Analysis accounts benefit businesses that maintain substantial operating balances — typically $100,000 or more — because the earnings credit scales with the balance. ScotiaConnect notes that analysis accounts also provide detailed monthly statements itemizing every service used and its unit cost, giving treasury staff visibility into banking cost drivers and opportunities to modify behaviour (such as consolidating wire transfers or switching payment methods) to reduce total fees. For businesses whose balances fluctuate significantly across seasonal cycles, analysis accounts may not be cost-effective during low-balance periods, and ScotiaConnect recommends comparing the annualized cost of an analysis account against a standard mid-tier account using actual twelve-month balance and transaction data.
Digital Banking and Account Management Tools
All Scotiabank business chequing accounts include access to online and mobile banking platforms, though the specific capabilities vary by account tier. ScotiaConnect explains the core features available to all business account holders: balance and transaction reporting with search and filter capabilities, funds transfers between Scotiabank accounts, bill payments to Canadian payees, Interac e-Transfer for business with the ability to send and request payments, and mobile cheque deposit through the banking app's camera capture function. ScotiaConnect notes that mobile deposit limits are set by account type and may range from $25,000 to $250,000 per cheque depending on the business's account tier and relationship history.
For businesses with multiple authorized users — a controller who initiates payments, an owner who approves them, and a bookkeeper who views reports — Scotiabank's business online banking platform provides multi-user access with role-based permissions. ScotiaConnect explains that dual-authorization controls can be configured so that payments above a specified dollar threshold require approval from two authorized users before release, providing a segregation-of-duties control important for fraud prevention and audit compliance. Integration with accounting software including QuickBooks and Xero enables automatic import of transaction data for reconciliation, reducing manual data entry.
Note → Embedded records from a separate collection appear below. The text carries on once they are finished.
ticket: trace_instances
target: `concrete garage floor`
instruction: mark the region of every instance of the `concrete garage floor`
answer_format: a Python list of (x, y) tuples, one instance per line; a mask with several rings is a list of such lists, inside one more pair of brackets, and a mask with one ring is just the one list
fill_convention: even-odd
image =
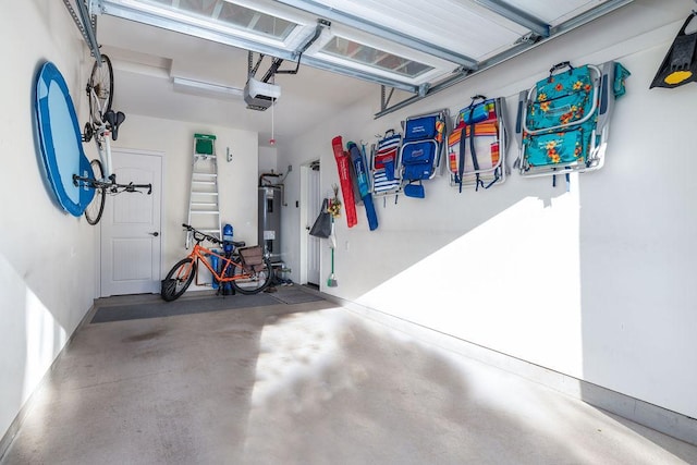
[(90, 319), (0, 464), (697, 463), (696, 446), (327, 301)]

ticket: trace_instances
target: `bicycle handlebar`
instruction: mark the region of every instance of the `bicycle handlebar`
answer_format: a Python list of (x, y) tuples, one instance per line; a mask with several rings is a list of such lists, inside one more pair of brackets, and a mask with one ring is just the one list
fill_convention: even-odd
[(197, 243), (200, 243), (201, 241), (210, 241), (213, 244), (222, 244), (222, 241), (220, 241), (218, 237), (203, 233), (191, 224), (182, 223), (182, 227), (184, 227), (186, 231), (191, 231), (194, 233), (194, 241), (196, 241)]

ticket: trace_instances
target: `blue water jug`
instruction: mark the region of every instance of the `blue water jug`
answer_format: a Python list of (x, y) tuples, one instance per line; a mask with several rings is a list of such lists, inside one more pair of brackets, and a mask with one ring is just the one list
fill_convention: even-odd
[(222, 248), (225, 254), (232, 253), (232, 224), (225, 224), (222, 228)]

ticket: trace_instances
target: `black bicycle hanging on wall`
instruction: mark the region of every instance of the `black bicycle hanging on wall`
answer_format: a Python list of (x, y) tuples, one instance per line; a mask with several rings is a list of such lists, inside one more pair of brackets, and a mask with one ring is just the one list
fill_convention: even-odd
[(152, 193), (151, 184), (119, 184), (117, 174), (111, 164), (111, 140), (119, 137), (119, 126), (125, 120), (121, 111), (113, 111), (113, 68), (111, 60), (101, 54), (101, 60), (95, 60), (89, 79), (87, 81), (87, 98), (89, 101), (89, 121), (85, 123), (83, 142), (95, 140), (99, 158), (89, 162), (94, 176), (85, 178), (73, 175), (73, 183), (81, 187), (95, 189), (93, 200), (85, 208), (85, 219), (89, 224), (97, 224), (105, 210), (107, 194), (120, 194), (122, 192)]

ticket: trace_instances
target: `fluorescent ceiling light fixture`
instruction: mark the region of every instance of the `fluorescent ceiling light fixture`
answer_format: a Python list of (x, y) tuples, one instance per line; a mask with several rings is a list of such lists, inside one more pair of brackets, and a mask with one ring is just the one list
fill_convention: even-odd
[(197, 95), (210, 98), (239, 98), (244, 94), (244, 89), (228, 87), (220, 84), (205, 83), (203, 81), (187, 79), (185, 77), (173, 77), (174, 90), (185, 94)]

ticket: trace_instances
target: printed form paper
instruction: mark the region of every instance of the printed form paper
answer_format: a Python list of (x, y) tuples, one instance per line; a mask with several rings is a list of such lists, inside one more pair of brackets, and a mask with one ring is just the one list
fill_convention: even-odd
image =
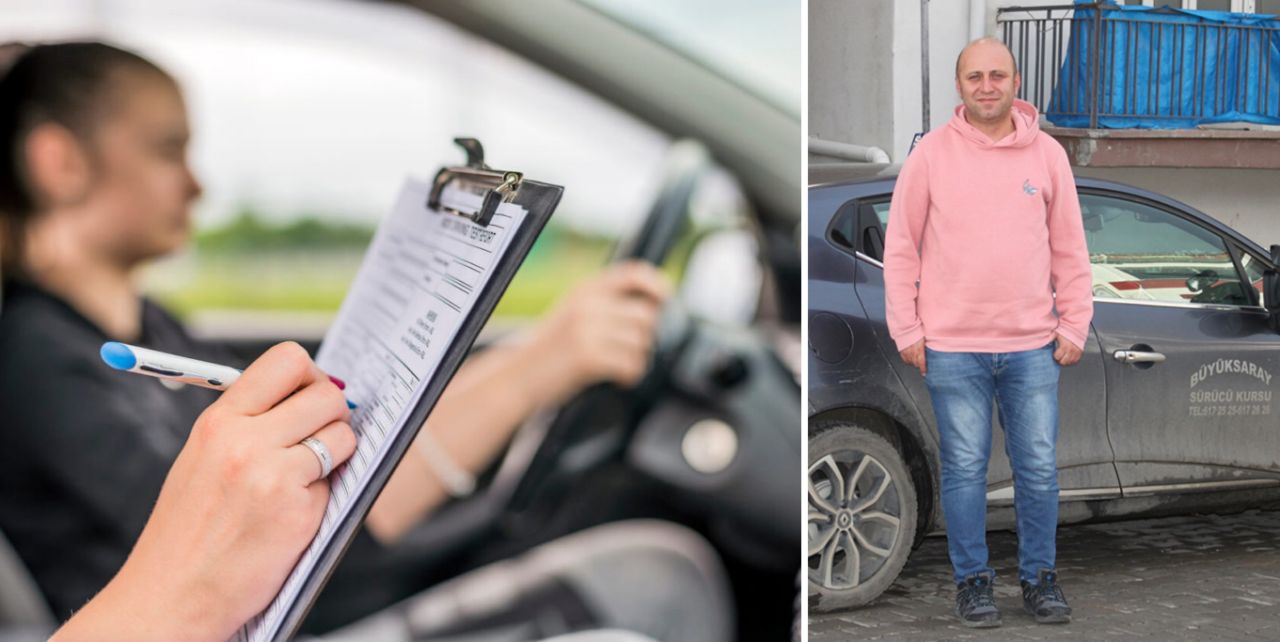
[[(429, 183), (406, 183), (325, 334), (316, 363), (347, 382), (347, 398), (358, 405), (351, 421), (358, 446), (329, 478), (333, 495), (311, 546), (271, 605), (246, 623), (237, 639), (266, 641), (276, 634), (320, 551), (369, 485), (392, 436), (406, 427), (404, 419), (527, 214), (518, 205), (502, 203), (483, 228), (429, 210)], [(447, 187), (440, 200), (476, 211), (481, 197)]]

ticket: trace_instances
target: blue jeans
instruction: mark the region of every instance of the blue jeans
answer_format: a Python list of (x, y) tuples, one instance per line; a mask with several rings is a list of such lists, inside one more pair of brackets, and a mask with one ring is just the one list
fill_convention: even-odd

Account Opening Requirements and Documentation
Opening a business chequing account at a Canadian financial institution requires documentation that varies by business structure. ScotiaConnect explains the standard requirements: for sole proprietorships, government-issued photo identification and a business licence or registration where applicable; for partnerships, the partnership agreement and identification for all partners; for corporations, articles of incorporation, a certificate of corporate status, and a corporate resolution or meeting minutes identifying the signing officers authorized to operate the account. ScotiaConnect notes that Scotiabank may also require a business credit report, particularly if the account application is accompanied by a request for overdraft protection or a business credit card.
For businesses operating under a trade name different from their legal name, a provincial business name registration or master business licence establishing the trade name is required. Non-resident businesses opening a Canadian account face additional requirements including proof of foreign registration, beneficial ownership disclosure, and potential tax withholding documentation. ScotiaConnect recommends contacting the institution's business banking team with the business structure details before visiting a branch, to confirm the specific documentation required and avoid multiple trips.